Late night shrouded the city; a pregnant moon was sliding across the dome of the sky. My troubled sleep was interrupted by a shrill squeak of springs. I opened my eyes and saw Mother sitting on the corner of our bed and watching me very closely. Her moonlit face expressed a surprising humility and fondness as though her true, maternal essence, patient and caring, was just now showing itself while the other, false, hysterical and suspicious, was sleeping undisturbed on the couch, snoring and snuffling quietly. I wanted to shake you awake and tell you everything would be okay, but mother pressed her finger to her lips, silently asking me not to do so, then she put her hand on my head and carefully stroked my hair as if I were a child. That very moment, as if by magic, I forgave her all her sins, offences and wrongdoings, and soon fell asleep deeply and serenely. When I woke up, the dawn had already broken behind the window; Mother was still sleeping and some doubts started rising in my mind. Was that really her or was that one of my dreams last night with her in it?

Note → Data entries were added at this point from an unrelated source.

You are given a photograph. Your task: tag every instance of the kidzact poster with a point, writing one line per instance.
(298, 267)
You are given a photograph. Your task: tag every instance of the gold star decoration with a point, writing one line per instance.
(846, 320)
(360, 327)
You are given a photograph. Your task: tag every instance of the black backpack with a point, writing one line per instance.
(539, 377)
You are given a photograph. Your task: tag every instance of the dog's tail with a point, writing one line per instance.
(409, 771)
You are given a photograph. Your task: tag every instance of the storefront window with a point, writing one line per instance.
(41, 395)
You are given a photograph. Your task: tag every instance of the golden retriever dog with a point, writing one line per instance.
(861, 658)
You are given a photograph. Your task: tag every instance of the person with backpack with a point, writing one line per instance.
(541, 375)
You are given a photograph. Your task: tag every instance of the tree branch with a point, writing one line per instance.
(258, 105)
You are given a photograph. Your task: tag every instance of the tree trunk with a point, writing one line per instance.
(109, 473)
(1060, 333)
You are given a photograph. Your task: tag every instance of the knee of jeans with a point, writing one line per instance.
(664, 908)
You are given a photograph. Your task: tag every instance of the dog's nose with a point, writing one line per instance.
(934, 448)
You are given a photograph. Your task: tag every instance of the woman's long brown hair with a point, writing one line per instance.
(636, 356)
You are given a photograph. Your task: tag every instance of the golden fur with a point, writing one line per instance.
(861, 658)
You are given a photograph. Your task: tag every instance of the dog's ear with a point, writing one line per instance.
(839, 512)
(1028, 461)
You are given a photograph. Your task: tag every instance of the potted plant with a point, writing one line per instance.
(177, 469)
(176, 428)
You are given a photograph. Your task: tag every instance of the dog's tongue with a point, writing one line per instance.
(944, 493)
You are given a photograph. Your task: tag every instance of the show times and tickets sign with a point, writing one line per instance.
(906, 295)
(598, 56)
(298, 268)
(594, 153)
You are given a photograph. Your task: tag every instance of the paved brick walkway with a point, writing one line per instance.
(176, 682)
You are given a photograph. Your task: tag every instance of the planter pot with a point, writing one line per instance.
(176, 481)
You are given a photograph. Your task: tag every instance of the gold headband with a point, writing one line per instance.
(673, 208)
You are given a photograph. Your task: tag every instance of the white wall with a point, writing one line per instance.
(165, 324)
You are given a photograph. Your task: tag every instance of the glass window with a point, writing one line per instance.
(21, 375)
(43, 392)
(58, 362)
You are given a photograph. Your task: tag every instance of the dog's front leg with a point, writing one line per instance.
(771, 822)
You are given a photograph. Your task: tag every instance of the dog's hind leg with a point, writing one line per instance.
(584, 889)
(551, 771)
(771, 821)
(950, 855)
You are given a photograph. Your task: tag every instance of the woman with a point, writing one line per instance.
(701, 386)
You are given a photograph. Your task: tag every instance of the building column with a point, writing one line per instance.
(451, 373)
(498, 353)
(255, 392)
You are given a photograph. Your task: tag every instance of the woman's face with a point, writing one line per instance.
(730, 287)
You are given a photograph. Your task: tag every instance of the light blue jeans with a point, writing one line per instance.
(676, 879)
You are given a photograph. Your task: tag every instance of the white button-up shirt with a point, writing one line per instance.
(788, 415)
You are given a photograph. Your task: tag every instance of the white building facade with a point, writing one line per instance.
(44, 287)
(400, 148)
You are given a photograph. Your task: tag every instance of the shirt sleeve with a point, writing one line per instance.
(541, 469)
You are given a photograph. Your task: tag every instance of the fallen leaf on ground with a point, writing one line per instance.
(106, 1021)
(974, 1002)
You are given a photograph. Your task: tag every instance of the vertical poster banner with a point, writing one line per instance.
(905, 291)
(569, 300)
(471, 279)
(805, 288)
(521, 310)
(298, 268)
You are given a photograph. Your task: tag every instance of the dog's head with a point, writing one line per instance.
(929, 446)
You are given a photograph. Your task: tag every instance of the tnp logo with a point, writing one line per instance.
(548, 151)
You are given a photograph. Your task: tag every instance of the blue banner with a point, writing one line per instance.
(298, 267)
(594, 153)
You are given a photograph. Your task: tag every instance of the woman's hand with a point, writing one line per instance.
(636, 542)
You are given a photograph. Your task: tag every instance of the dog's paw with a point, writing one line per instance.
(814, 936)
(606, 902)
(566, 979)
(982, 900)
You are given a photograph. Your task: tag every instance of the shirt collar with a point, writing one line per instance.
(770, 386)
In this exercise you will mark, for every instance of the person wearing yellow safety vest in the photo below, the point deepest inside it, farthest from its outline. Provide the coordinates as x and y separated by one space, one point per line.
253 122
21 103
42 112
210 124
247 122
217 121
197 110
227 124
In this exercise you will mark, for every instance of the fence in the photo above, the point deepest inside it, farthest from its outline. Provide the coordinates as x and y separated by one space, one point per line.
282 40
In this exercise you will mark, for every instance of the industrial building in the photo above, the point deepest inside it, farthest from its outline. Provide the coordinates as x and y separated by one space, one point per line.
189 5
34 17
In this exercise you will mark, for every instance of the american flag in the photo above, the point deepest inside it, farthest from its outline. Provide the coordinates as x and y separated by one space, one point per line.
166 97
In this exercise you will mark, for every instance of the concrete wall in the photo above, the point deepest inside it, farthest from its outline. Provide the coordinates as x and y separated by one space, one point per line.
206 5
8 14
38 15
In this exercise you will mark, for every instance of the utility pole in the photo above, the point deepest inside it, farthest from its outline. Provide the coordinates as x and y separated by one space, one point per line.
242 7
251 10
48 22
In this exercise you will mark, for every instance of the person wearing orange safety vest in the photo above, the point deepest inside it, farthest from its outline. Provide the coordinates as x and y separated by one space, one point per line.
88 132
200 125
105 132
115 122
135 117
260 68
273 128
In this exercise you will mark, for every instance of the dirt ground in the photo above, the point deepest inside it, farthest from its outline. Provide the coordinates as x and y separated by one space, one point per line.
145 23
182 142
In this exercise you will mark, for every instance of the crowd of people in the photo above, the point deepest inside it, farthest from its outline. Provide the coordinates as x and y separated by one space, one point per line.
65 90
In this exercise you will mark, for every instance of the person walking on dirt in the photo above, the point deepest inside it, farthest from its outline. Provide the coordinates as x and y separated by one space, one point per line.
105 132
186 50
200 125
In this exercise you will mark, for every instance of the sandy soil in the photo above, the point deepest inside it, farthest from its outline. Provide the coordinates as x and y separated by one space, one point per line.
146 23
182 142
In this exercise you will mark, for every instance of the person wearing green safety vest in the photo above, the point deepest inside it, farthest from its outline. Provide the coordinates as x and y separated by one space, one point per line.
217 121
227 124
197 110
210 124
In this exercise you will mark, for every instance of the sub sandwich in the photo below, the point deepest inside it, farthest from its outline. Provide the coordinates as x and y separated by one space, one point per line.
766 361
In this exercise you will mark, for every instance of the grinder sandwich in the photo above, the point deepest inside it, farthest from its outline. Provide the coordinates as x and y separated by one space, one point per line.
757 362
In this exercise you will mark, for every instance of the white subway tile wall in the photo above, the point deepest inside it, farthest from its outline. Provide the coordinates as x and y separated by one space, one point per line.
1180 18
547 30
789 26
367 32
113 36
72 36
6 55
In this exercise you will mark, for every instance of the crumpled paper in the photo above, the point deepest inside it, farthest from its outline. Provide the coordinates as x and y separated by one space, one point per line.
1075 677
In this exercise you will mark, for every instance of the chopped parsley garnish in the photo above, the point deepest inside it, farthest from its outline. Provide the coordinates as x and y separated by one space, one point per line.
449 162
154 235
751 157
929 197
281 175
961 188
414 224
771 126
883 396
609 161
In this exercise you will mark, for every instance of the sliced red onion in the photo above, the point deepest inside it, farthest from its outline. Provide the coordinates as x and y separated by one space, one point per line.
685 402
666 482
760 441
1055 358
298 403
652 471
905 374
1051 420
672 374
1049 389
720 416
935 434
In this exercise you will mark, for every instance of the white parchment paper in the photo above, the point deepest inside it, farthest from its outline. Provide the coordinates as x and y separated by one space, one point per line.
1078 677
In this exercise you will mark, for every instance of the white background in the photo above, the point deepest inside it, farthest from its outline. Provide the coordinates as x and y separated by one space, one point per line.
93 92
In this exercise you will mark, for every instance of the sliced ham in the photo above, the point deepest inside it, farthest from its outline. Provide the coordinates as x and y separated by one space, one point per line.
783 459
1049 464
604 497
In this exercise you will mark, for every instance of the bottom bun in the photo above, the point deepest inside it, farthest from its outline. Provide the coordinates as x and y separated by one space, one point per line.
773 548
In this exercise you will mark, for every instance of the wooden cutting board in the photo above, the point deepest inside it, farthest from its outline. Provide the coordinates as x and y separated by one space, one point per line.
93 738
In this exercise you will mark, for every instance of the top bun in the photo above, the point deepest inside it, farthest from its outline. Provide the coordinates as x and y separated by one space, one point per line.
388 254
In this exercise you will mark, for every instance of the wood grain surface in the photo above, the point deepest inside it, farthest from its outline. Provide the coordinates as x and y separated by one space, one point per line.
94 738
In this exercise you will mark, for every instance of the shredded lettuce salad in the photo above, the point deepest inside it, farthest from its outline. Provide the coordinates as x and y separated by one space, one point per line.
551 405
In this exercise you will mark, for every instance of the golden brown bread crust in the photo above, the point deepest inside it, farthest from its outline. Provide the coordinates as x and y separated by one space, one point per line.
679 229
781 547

The next week we took great pains to help her about the house, went grocery shopping and spent our own money on food; and mother, as she saw us paying, scolded us for unreasonable extravagance and inability to be tight with money. Finally, we decided to give her our scarce savings on moral grounds. Meanwhile, Gennady Karlovich acquired the unchangeable status of a frequent guest in our humble dwelling; working as a taxi driver only at nights and returning home at daybreak, he had all his meals at our place, always cheered our mother up, kept boosting her morale. But when he paid a bit more attention to us, at that very moment she grew gloomy and silent. Gennady, however, didn’t bother about these changes in her moods, continuing to emit an inexhaustible stream of vulgar nonsense in which he had no equal.
All our life we had been dreaming of getting through every little hole in order to enter this beautiful and unfamiliar world where parents and children love each other, not to get anything but to spite everything, where love is all-important, to plunge into a “true” fairy-tale world, to settle down and live happily ever after. So why didn’t I feel happy when it was happening for real? I realized that everything seemed to be fine but my soul, with tearful eyes, did not believe in what was happening. I just couldn’t embrace a huge discrepancy between the way I watched Mother every day and the way she appeared before me that very first night. An obvious trap was concealed in all this. Mother reminded me of a dark storeroom with numerous boxes full of old things; we go inside and move ahead into the depths, trying not to touch anything, and as long as we do it, everything goes well, but a single wrong step suffices for the burden of the past to collapse and to bury us alive.